According to Calbucci, some topics can help in the process of migrating the area of ​​expertise, especially at the time of decision. The ideal is to build a rational side that gives security to the professional when starting a new career. For this, it is possible to create what Calbucci calls an “attribute matrix”. “It is interesting to list the items you value the most, both professionally and personally”, he emphasizes.

A good example is formulating a list, with notes, of which items are most dear to the person. That is, applying scores from one to five for items such as job satisfaction, quality of life, short-term salary, long-term salary, career plan, among others. This can be done in a comparison between what the professional wants and what he already has in his current career. “The numbers will help to say whether or not to make the transition.”

In the meantime, even if there are mishaps, the professional will be able to deal in the best possible way, because he will be prepared, with the rationale already worked out, knowing that he is on the right path. Weighing various possibilities and seeking personal and professional achievements, Ricardo Faé de Moura, 39, made a radical change. He left his career as a lawyer and pursued a childhood wish: to be a doctor.

Seeking personal fulfillment, Ricardo Faé de Moura exchanged law for medicine
Seeking personal fulfillment, Ricardo Faé de Moura exchanged law for medicine

At first, right after high school, Ricardo tried to get into medical school. He took a course, but couldn’t get in. The right was a way out that he considered “less time consuming” to financial independence. He started interning and charted his career, making enough earnings to support himself.

But the profession has not reduced the passion for caring for people. “I liked where I was, the people were fantastic, but I didn’t feel complete. It made me sick to think that I would be there for a long time, in the same office. I worked with patents, had contact with the biotechnology area, which reminded me a lot of medicine. Over time, I thought more and more about changing areas.”

The transition came at the age of 28, when he began to study medicine at Santa Casa de São Paulo. Currently, working in a private clinic as a family doctor, he says that he earns even less financially than he could be earning in law, but personal satisfaction counts more. “It was a rescue to my true vocation.

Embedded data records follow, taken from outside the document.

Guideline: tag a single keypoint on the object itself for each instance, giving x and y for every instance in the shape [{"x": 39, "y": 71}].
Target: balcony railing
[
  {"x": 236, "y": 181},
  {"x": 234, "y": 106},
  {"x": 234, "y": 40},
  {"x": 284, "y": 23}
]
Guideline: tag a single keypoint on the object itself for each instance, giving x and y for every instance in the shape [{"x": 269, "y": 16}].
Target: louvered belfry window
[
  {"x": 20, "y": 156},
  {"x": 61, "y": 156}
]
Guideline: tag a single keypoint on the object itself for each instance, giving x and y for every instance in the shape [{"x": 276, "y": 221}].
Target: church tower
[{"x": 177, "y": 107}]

The right was fundamental, but I did it with my head thinking about the short term.”

Career transition can also be done with a view to entrepreneurship. This was the case of Pedro Elero, 34 years old, graduated in electrical engineering. Since 2014, he has owned the Folks Pub, a themed bar aimed at the sertanejo public. The idea started in Londrina, Paraná, but has already arrived in places like Goiânia, São Paulo and Foz do Iguaçu, through franchises.

Pedro Elero, entrepreneur and founder of Folks Pub
Pedro Elero, entrepreneur and founder of Folks Pub

After finishing college, he went to work in the financial market, as a bank manager. But he was dissatisfied with the routine of the job. With two friends, he began to develop the concept of what would become the Folks. The company earned BRL 22 million in 2021 and is projected to reach BRL 44 million this year.

“I even regretted giving up my career at the bank to open a business. It’s a natural process of those who have something new, stepping out of their comfort zone. But it passes.” He says that, on the first day of the inauguration, he saw that he had made the right decision.

About Yadunandan Singh

Born in 1992, Yadunandan approaches the world of video games thanks to two sacred monsters like Diablo and above all Sonic, strictly in the Sega Saturn version. Ranging between consoles and PCs, he is particularly fond of platform titles and RPGs, not disdaining all other genres and moving in the constant search for the perfect balance between narration and interactivity.